Le 10 mai 2010 était voté, par le Conseil ECOFIN, la création du Fond Européen de Stabilité Financière suite à une recommandation de l’Eurogroupe. Cette institution (appelée aussi fond de secours européen) est un fond commun de créances visant à préserver la stabilité financière en Europe en fournissant une assistance financière aux États de la zone euro en difficulté économique.

Le fond peut se découper en trois étages. Le premier est le Mécanisme Européen de Stabilité Financière, une enveloppe de 60 milliards d’euros, venant s’ajouter aux 50 milliards déjà présents à l’époque, destinée à secourir les pays restés en dehors de la zone euro (comme la Hongrie, la Roumanie, la Pologne…) mais dans l’Union Européenne.


Au deuxième étage du FESF, les Etats membres de la zone euro peuvent accorder des prêts bilatéraux ou servir de garantie aux autres pays membres qui en font la demande. La somme maximale à pouvoir être prêtée s’élevait à l’époque à 440 milliards d‘euros.

Enfin, le FMI pouvait intervenir à hauteur de 250 milliards pour soutenir les pays très menacés.

A sa création le FESF disposait ainsi de 750 milliards d’euros, somme qui, à l’époque, semblait suffisante pour aider la Grèce.

Le Mécanisme Européen de Stabilisation

Le MES est lui aussi un fond commun de créances, créé dans le but de regrouper les FESF et le MESF. Ratifié le 11 mars 2011 à la suite de la crise grecque, le MES est doté d’une capacité d’intervention de 500 milliards d’euros supplémentaires et possède, contrairement aux deux autres institutions, la capacité de lever des fonds et d’acheter la dette des Etats membre de la zone euro sur le marché primaire. Ces créances bénéficient d’un statut privilégié et ne sont inférieures qu’à celles du FMI.

Le MES a par la suite été doté de 200 milliards d’euros supplémentaires et est entré en vigueur en juillet 2012.

Les plans d’aide marquants décidés par l’Eurogroupe

En mai 2010, la crise grecque éclatait et conduisait à la création du FESF. L’Eurogroupe, après avoir voté la création du fond de secours, s’accordait pour verser une aide de 550 milliards d’euros à Athènes sur une échéance de 20 ans.

A la fin de la même année, l’Irlande était à son tour contaminée par la crise souveraine. Les ministres des Finances européens volaient alors au secours du “tigre Celte” grâce à un prêt de 85 milliards d’euros sur 10 ans.

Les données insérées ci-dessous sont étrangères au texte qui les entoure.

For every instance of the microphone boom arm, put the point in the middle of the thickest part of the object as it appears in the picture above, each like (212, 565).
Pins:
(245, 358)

Au printemps 2011, le risque de contagion des créances grecques ne semblant pas se calmer, les banques commerciales françaises et allemandes faisaient une proposition assez bien accueillie en Europe, sur suggestion de l’Eurogroupe. Elle consistait à renouveler “seulement 70% de la dette souveraine grecque venant à échéance dont 50% via des obligations à 30 ans et les 20 pour cent restants par des titres à faible coupon adossés à des créances sur le Fonds de stabilité financière européen“. En acceptant de se retrouver en défaut de paiement sur 30% des obligations souveraines hellènes, les banques commerciales limitaient le risque de défaut total.

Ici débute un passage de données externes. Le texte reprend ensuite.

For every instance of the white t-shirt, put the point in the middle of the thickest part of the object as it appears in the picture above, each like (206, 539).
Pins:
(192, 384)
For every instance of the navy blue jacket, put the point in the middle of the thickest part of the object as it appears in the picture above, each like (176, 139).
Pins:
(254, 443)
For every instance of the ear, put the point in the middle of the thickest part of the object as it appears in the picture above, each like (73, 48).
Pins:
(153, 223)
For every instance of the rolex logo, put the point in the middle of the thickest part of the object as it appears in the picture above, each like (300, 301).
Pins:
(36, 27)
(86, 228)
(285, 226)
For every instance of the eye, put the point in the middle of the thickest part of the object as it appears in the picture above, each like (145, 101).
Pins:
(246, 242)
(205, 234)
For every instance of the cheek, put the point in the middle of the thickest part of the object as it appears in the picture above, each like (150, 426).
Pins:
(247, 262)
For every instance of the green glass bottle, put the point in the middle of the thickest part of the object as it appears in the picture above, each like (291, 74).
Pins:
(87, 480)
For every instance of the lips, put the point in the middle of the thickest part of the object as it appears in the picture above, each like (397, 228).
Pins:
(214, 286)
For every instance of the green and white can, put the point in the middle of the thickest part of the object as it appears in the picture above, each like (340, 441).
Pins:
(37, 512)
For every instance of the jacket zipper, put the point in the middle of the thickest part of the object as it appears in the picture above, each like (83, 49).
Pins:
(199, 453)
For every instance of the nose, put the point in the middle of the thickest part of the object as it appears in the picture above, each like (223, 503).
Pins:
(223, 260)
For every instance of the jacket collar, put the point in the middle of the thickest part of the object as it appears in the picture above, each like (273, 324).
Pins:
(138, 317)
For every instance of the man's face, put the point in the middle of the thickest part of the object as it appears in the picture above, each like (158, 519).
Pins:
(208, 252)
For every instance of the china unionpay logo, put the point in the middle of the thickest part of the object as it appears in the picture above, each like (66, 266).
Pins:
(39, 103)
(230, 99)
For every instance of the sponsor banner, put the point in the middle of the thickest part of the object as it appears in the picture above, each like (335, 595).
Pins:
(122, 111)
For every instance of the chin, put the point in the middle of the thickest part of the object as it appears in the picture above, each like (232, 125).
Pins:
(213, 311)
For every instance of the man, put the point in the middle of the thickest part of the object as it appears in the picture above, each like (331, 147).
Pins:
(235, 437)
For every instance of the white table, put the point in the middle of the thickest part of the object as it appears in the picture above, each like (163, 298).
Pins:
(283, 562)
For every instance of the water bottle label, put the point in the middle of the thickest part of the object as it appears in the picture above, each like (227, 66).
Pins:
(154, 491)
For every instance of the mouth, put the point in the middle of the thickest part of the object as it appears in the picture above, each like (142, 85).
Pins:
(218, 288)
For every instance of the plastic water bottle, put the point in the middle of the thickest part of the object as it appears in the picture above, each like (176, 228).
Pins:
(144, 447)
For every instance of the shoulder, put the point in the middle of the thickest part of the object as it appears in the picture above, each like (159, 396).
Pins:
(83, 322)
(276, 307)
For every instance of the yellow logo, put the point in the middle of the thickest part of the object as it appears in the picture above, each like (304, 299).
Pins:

Cette restructuration de la dette facilitait le second plan de soutien à l’économie grecque, voté en juillet 2011: une aide de 109 milliards d’euros financée à hauteur de 79 milliards par le FESF et de 30 milliards par le FMI.

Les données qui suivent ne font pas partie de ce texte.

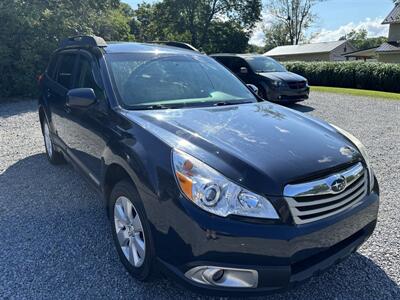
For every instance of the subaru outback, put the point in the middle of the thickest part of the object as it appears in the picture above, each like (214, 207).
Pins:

Au début de l’année 2012, plusieurs aides de moindre importance allant de 1 à 5 milliards d’euros étaient accordées à l’Irlande et au Portugal sur des échéances courtes de plusieurs mois à 3 ans.

Enfin, très récemment, une enveloppe de 100 milliards d’euros en juillet 2012 a été accordée à l’Espagne afin d’aider l’économie du pays à recapitaliser ses banques commerciales. Jusqu’à présent, l’Espagne a refusé d’utiliser cet argent, craignant donner un mauvais signal aux marchés et de faire une nouvelle fois s’envoler ses taux d’emprunts.

A l’heure actuelle, l’Eurogroupe cherche à agir de concert avec la BCE afin de maximiser les effets des politiques budgétaires menées par les Etats. Mise à part la Finlande, toujours très réticente à l’idée d’aider les pays en difficulté, les ministres des Finances des pays membres sont décidés à maintenir la monnaie européenne ce qui laisse présager un discours allant systématiquement dans le même sens que celui de la Banque Centrale Européenne.